Castillo was tenacious, though, staying alive through seven pitches. Then he sent the eighth twisting down the leftfield line, near the seats, a sure foul, but leftfielder Moises Alou told himself, I can get it, I can get it....

He was 26 years old, a Notre Dame graduate who worked as a human resources consultant, resided with his parents in Chicago's northern suburbs but lived and died with the Cubs. As a boy on school breaks he had gone with his parents to visit the team at its spring training home in Mesa, Ariz. Tonight he was sitting in aisle 4, row 8, seat 113, the seat angled away from leftfield toward home plate but flush against the wall. A glance to his left and he would have seen Alou racing right toward him, but Steve Bartman wasn't watching Alou, he was watching the flight of the ball, and he was doing what generations of baseball fans have done: risking life, limb and wardrobe for a chance to catch a piece of history. There were other arms stretching out, but Bartman was right there against the wall, reaching up as Alou strained to make the critical second out....

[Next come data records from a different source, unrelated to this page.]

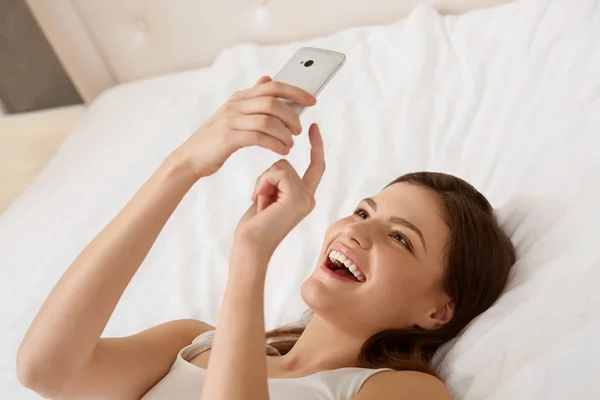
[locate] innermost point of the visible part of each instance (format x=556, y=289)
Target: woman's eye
x=400, y=238
x=361, y=213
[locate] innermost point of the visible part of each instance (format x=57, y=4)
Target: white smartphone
x=310, y=69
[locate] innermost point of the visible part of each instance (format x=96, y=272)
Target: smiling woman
x=395, y=279
x=433, y=259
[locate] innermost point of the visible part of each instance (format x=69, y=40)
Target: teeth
x=337, y=256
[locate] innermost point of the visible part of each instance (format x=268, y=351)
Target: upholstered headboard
x=105, y=42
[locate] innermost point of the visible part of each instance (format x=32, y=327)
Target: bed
x=507, y=97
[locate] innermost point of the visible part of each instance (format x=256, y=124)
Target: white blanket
x=507, y=98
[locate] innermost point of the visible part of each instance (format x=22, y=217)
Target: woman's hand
x=281, y=199
x=250, y=117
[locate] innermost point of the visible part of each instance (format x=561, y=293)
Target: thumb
x=263, y=79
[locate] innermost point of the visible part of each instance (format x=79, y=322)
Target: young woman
x=402, y=275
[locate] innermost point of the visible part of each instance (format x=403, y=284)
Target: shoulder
x=401, y=385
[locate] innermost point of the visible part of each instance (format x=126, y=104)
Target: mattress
x=507, y=98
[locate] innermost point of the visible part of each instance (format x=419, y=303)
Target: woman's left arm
x=237, y=368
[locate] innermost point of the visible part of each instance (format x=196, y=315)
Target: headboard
x=105, y=42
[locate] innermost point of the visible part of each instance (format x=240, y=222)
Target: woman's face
x=396, y=240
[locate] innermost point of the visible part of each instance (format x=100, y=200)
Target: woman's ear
x=439, y=317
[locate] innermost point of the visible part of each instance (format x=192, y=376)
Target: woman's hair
x=478, y=259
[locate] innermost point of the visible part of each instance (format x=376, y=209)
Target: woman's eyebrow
x=399, y=221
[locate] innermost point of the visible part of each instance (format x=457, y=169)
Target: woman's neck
x=321, y=347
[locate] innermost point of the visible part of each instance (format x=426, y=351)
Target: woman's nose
x=358, y=233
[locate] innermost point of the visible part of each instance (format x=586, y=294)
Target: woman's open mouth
x=337, y=263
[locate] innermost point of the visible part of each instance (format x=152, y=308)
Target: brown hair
x=478, y=259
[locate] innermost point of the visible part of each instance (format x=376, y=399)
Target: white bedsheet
x=507, y=98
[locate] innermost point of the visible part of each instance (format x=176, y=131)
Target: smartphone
x=310, y=69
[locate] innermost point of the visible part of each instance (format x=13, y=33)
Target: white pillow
x=507, y=98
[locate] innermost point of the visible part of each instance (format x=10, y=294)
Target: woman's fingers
x=266, y=124
x=314, y=172
x=256, y=138
x=276, y=108
x=277, y=89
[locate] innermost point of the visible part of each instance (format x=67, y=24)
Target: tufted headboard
x=104, y=42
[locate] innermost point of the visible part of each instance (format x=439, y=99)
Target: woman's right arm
x=62, y=354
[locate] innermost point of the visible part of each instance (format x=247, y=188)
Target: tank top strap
x=346, y=382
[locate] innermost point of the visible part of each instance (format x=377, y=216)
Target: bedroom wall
x=31, y=77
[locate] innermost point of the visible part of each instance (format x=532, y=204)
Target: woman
x=405, y=273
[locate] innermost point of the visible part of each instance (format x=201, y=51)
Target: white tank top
x=184, y=380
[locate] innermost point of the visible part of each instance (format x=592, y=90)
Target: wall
x=31, y=77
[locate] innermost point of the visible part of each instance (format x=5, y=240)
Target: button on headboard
x=105, y=42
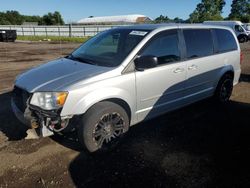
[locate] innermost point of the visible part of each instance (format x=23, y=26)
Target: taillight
x=241, y=58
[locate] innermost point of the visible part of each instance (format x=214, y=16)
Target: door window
x=199, y=42
x=165, y=46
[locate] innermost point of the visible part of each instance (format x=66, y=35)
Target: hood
x=57, y=74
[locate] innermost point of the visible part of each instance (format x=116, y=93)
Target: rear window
x=199, y=42
x=225, y=40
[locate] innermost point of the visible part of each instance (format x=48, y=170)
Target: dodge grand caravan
x=126, y=75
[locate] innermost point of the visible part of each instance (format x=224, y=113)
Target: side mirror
x=145, y=62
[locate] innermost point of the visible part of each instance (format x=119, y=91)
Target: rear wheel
x=103, y=126
x=224, y=89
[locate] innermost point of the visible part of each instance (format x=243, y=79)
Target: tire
x=224, y=89
x=103, y=126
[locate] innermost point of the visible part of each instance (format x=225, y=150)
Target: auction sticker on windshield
x=140, y=33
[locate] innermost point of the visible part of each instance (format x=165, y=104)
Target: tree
x=52, y=19
x=240, y=10
x=162, y=19
x=207, y=10
x=15, y=18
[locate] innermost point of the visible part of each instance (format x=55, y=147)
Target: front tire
x=224, y=89
x=102, y=126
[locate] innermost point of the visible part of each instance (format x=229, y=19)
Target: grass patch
x=53, y=38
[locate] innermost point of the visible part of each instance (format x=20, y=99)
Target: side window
x=106, y=46
x=238, y=28
x=225, y=40
x=165, y=47
x=199, y=42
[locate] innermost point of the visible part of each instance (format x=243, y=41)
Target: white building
x=123, y=19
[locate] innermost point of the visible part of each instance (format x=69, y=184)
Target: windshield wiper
x=82, y=60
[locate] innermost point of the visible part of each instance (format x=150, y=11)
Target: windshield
x=109, y=48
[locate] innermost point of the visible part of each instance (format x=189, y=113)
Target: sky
x=74, y=10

For Tadeusz (Taj) Pulaski, it was sheer instinct. Or maybe it was three generations' worth of muscle memory. Pulaski was a 37-year-old usher at Wrigley Field, assigned to the leftfield club boxes. He had spent most of his working life in the ballpark. His grandfather, Kasimierz, had been a hot dog vendor at Wrigley back in 1945, when Billy Sianis, owner of the Billy Goat Tavern, was told by Cubs owner P.K. Wrigley that he couldn't bring his pet goat into the park for Game 4 of the World Series because the animal's aroma was too powerful, and Sianis supposedly responded, "The Cubs ain't gonna win no more. The Cubs will never win a World Series so long as the goat is not allowed in Wrigley Field." Taj's father, Boleslaw, worked the turnstiles and told him bedtime stories about the day in 1969 that Mets fans at Shea Stadium let a black cat onto the field, the cat crossed in front of Cubs third baseman Ron Santo in the on-deck circle and then ran straight into the Chicago dugout, and Chicago then blew a nine-game Eastern Division lead. Taj himself was four years into his job at Wrigley when the Cubs lost the last three games of the '84 NLCS. So when he saw Castillo's foul drift toward the leftfield line, saw the sea of hands extended, saw the guy with the Cubs cap and the headphones reaching up, Pulaski leaped across the seats, grabbed Bartman around the waist and threw him into a nearby seat ... as the ball dropped into Alou's glove.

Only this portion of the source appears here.